A cidade é um espaço que deve ser construído em conjunto - só assim poderá garantir a absorção de toda a complexidade da vida humana.
‘A cultura europeia contemporânea procura esse nivelamento, essa igualização forçada, esse auto-contentamento fácil, construindo disponíveis consumidores.’, Manuel Graça Dias em ‘Manual das Cidades’
Para Graça Dias, os modos sucessivamente mais individualistas de viver, que têm vindo a manifestar-se na sociedade contemporânea, põem em causa a vivência comunitária que a cidade propõe - por exemplo as feiras são substituídas pelos centros comerciais isolados, as ruas são substituídas pelas estradas, a habitação coletiva pela habitação familiar isolada. Porém Graça Dias defende que a cidade é, acima de tudo um projeto de vida coletiva. Sendo assim, o planeamento urbano deve tentar não anular a complexidade e a diversidade da vida - o acidente, o acaso, o imprevisto, a surpresa e o maravilhamento pressupõem a interpelação social.

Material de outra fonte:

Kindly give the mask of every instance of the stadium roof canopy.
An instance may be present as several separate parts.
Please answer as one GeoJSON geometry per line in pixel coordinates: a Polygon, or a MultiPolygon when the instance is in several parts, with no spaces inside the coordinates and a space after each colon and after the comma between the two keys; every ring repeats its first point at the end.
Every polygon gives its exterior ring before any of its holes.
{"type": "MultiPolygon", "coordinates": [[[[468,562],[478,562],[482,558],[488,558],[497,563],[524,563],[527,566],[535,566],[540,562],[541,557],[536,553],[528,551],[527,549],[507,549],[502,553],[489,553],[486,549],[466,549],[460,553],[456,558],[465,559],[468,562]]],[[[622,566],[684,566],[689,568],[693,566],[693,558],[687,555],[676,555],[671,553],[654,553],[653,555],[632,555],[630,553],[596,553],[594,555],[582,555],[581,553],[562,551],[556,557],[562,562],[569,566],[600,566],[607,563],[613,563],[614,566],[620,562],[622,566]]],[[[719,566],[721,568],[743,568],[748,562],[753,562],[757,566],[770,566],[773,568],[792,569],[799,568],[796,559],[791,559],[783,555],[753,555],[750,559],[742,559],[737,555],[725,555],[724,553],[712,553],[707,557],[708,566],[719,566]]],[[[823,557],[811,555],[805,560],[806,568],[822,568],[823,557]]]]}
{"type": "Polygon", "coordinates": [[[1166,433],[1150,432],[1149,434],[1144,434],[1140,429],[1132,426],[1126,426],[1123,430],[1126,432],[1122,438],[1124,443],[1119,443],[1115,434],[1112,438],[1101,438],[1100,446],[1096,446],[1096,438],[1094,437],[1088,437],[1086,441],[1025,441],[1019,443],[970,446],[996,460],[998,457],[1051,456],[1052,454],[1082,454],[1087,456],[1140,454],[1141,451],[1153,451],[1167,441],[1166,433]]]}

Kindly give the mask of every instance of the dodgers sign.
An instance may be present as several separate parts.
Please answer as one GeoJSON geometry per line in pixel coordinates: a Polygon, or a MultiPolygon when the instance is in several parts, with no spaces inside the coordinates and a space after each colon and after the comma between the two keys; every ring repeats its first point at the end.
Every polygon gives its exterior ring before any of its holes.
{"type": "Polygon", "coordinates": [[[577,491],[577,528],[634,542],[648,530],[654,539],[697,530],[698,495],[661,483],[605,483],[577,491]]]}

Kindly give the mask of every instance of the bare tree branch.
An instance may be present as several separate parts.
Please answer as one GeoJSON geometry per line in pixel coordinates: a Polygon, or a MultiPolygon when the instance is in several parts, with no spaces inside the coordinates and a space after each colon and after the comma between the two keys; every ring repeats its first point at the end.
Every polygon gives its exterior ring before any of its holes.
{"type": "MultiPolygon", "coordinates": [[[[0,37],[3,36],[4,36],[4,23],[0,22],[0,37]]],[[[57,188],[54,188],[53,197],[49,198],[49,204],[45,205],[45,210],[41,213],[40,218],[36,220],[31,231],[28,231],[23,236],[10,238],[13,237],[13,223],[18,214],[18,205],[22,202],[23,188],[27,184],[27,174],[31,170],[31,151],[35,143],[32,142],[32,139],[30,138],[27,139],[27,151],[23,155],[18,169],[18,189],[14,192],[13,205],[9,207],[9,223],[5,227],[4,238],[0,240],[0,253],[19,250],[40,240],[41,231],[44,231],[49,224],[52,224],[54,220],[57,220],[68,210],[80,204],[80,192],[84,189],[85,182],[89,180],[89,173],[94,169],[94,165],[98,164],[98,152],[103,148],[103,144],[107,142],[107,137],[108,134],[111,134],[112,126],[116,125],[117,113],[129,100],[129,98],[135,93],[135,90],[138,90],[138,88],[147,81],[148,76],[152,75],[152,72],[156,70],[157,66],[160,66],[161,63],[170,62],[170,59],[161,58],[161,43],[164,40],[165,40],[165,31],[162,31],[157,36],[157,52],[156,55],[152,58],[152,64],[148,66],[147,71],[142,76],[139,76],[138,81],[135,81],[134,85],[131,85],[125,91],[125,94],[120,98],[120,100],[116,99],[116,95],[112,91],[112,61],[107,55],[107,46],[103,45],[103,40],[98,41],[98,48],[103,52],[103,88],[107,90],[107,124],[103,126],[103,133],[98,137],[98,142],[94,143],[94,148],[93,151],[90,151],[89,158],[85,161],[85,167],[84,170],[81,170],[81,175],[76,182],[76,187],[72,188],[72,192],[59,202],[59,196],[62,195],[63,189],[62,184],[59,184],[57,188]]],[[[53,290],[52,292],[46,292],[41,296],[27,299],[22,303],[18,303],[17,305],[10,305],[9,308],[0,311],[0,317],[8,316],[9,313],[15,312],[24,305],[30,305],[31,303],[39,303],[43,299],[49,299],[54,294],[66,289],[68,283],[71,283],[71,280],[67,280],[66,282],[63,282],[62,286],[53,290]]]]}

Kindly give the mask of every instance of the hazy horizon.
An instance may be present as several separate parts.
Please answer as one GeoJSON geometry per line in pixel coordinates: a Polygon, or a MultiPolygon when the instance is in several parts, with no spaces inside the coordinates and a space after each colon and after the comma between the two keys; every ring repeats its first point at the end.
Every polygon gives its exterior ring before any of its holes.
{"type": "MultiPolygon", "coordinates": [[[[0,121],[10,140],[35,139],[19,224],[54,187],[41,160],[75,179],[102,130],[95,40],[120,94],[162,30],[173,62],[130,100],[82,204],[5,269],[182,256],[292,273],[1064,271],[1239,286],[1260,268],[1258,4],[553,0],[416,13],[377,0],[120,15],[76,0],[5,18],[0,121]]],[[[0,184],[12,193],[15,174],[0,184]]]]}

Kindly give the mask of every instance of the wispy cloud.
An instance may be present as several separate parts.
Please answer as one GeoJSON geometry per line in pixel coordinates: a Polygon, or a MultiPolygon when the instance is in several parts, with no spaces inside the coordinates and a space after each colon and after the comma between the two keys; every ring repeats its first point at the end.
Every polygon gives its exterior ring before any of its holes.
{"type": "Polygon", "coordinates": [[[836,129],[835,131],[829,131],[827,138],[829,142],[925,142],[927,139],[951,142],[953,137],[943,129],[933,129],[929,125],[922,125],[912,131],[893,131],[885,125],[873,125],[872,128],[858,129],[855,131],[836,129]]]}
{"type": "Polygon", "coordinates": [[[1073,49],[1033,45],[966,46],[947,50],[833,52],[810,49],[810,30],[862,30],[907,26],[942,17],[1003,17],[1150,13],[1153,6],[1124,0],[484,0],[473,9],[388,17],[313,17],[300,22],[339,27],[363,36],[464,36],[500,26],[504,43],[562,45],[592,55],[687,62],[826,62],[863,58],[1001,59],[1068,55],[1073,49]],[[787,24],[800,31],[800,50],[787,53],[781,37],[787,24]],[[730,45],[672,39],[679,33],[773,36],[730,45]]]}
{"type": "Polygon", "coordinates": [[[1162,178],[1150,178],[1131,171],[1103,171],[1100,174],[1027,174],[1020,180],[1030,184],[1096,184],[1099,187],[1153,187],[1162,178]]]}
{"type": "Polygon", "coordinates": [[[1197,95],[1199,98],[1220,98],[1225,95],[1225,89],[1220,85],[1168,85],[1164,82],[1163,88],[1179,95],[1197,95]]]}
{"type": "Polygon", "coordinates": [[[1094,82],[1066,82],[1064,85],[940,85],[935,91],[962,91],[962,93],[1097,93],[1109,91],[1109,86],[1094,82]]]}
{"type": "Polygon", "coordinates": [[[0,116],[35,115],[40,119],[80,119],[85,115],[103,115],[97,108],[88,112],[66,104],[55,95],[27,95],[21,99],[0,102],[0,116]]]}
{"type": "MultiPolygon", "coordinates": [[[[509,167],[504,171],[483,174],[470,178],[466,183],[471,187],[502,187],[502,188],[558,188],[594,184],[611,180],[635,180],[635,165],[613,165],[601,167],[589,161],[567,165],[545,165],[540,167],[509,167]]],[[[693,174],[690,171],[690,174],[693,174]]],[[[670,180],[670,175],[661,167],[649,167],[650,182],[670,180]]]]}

‘A cidade verdadeira, o verdadeiro “espaço público”, é um território de grande de liberdade e de imprevisto, de alguma dureza às vezes, de contrastes (de clima e de cheiros), de confrontos entre raças e classes, géneros e idades.’, Manuel Graça Dias em ‘Manual das Cidades’
A sociedade contemporânea tenta simplesmente fazer da cidade um fenómeno de massificação, de homogeneização e de simplificação. Porém para Graça Dias, a cidade deve sim ter a capacidade de acrescentar algo ao ato solitário de viver. Deve determinar e limitar espaços que permitam estarmos rodeados uns dos outros.
Graça Dias esclarece também que o espaço da cidade, deve ser um espaço constantemente mutável e em permanente recuperação - para que pare de crescer para fora dos seus limites, de qualquer maneira e para que nunca pare de ser vivida e habitada (a cidade não é um parque temático só para peões e turistas).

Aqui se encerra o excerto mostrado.